The advanced new train can travel up to 223 miles per hour.

By Andrea Romano
July 06, 2020

Japan’s newest, highly anticipated bullet train will be fast, convenient, and built for some extraordinary circumstances in the future.

The N700S, which will travel between Tokyo and Osaka on the Tokaido Shinkansen line and run up to about 360 kilometers (223 miles) per hour, is the first new bullet train by the Central Japan Railway (JR Central) in 13 years, and it was anticipated to be the fastest train the country has ever seen, according to CNN.

The train began service on July 1, meant to coincide with the Tokyo Olympics, which have been rescheduled for 2021, but perhaps the best part of this new train isn’t its speed — it’s actually built to help people evacuate areas in the event of an earthquake, CNN reported.

The new train is comfortable, of course, with softer lighting, a quieter ride, an innovative suspension system, energy efficient upgrades, and newly designed seats, according to CNN. But perhaps what will set the train apart is its new safety systems.

A N700S Shinkansen bullet train test runs between Shinagawa and Shin-Yokohama stations on June 26, 2018 in Kawasaki, Kanagawa, Japan.
| Credit: Manabu Takahashi/Getty Images

Equipped with a new braking system, the train will be able to break much faster and safer, even at increased speeds. In addition, the train will have the world’s first lithium-ion battery self-propulsion system, which will allow the train to operate for short distances during a power outage, making it easier to run the train out of high risk areas, through tunnels and over bridges, during a natural disaster, according to CNN. 

JR Central hopes that the upgrades made on the N700S will be appealing in other countries, so travelers across the globe may be seeing these innovations as well.

While the N700S has already started service, it isn't the only impressive bullet train to make headlines.
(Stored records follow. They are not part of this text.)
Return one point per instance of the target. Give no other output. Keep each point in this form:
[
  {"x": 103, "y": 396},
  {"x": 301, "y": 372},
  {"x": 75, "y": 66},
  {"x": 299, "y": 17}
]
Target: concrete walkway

Japan Railways Group (JR Group) is also working on an ultra-fast train that could take passengers from Tokyo to Osaka in 67 minutes, with speeds up to 311 miles per hour.

This train is still in development, however, and not anticipated to be complete before 2037. It is, however, expected to have the same technological advances as the N700S, with the added ability to actually “levitate” four inches off the ground once it is up to speed, according to Matador Network.